The thing about acute liver disease is that even when the liver totally shuts down, it takes time for the toxins it usually clears to start building up. It also takes time for all of the blood clotting factors to be depleted with the liver unable to make more. The onset is progressive, a slow march towards the breakdown of dozens of life-sustaining functions maintained by the liver.

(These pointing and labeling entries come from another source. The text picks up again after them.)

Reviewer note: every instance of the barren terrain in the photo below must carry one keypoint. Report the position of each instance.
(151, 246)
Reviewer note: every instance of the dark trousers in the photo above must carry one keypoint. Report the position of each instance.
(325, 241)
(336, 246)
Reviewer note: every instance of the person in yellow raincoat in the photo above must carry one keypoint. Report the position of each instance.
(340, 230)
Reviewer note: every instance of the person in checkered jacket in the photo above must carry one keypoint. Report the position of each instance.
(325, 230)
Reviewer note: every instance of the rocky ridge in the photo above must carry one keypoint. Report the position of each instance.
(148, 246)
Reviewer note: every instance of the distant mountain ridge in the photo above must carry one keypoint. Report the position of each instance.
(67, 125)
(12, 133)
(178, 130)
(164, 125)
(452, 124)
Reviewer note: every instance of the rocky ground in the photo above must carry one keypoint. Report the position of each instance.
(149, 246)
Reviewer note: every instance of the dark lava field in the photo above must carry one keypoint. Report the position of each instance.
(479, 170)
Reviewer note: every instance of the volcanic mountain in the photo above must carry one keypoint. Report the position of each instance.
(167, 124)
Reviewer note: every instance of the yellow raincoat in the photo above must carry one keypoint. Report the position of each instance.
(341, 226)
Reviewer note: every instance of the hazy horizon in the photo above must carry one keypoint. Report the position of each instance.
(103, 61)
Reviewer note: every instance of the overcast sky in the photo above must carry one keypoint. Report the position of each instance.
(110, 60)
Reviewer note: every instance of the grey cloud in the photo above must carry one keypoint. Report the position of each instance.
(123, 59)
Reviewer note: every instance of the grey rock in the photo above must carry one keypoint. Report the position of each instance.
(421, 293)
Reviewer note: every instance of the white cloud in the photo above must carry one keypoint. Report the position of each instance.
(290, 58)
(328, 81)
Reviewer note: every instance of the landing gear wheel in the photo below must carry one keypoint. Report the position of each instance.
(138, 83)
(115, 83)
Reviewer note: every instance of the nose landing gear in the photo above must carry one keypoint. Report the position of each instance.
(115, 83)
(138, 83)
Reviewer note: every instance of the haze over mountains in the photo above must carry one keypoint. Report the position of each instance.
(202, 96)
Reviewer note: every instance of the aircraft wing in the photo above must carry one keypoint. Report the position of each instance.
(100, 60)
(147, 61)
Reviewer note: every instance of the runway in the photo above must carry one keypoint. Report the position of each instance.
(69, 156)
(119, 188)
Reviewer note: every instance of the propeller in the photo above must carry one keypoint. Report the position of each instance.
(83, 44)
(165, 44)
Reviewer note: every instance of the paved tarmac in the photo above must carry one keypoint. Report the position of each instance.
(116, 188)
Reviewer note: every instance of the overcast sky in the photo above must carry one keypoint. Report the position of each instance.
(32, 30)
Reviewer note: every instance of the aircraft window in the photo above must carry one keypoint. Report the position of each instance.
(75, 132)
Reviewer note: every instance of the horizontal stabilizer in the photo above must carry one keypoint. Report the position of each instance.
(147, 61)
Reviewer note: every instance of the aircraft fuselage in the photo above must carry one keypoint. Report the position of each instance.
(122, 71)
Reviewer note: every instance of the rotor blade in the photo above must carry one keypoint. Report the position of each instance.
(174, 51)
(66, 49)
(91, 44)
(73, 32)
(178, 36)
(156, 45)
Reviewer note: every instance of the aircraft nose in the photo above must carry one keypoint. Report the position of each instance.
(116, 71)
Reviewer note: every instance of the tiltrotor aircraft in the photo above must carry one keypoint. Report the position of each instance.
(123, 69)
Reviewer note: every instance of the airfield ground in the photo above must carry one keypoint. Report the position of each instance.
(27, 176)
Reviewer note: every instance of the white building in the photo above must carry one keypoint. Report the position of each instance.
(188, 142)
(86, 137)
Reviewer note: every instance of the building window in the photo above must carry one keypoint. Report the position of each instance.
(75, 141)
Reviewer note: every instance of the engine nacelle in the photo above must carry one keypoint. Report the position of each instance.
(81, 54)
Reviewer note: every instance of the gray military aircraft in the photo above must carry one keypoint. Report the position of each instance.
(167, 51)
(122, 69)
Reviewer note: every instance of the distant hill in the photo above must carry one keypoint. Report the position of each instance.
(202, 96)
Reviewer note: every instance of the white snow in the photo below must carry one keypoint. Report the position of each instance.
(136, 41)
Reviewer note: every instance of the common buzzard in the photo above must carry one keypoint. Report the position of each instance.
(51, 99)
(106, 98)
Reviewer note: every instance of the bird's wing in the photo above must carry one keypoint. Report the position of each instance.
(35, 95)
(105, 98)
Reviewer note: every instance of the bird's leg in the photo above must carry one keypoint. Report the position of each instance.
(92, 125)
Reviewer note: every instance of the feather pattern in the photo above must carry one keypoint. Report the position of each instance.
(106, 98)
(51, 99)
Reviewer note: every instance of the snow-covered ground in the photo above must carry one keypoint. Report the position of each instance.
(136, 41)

I looked at our patient lying on his side in bed. I found his face hard to read. I couldn’t tell if he really understood. I want to say he was scared but I can’t say that he was. Maybe it’s because I was scared for him. My soul cried out as I looked at him.

He was going to die.

Sure enough, by end of day he was sent to another facility in a hail-mary attempt to get him expedited for a transplant that would never happen. He went into shock shortly after arriving and died in the next few days.

He was 20.

The many poisonings of LMC brought into focus one of the recurrent themes of rural poverty and its consequences: mental health. I think in medicine we commonly think of infections, or malnutrition, or maybe even interpersonal violence as the things that disproportionately impact the rural poor. However, substance abuse and mental health slots right near the top in my experience. The examples in our own communities are plentiful; I think of the opioid epidemic in the US that started in the American rust-belt of the Appalachians, or the Canadian and American indigenous communities that carry disproportionately high rates of substance abuse. The rural poor have suicide rates that double the urban poor when studied in North America, and although I don’t know the world-wide data, I can nearly guarantee that holds true globally. The reasons for this are multifold: more lack of opportunity, more isolation, increased menta health stigma, and access to lethal means (guns and poison) are just a few. I think much of that comes from the same generational traumas that underly poverty which breed people to self-medicate with substances of abuse or commit acts of self-harm.

I thought about our Yellow Phosphorus case for a while through that afternoon and into the following days. Could I imagine a more harrowing experience? Sitting in a hospital bed feeling fine, waiting for an inevitable wave to come over you with everyone watching? It makes me think of that song, ‘what would you do if today was your last day,’ or something along those lines. I don’t know what I would do.

That’s probably where I’ll wish I had a wife.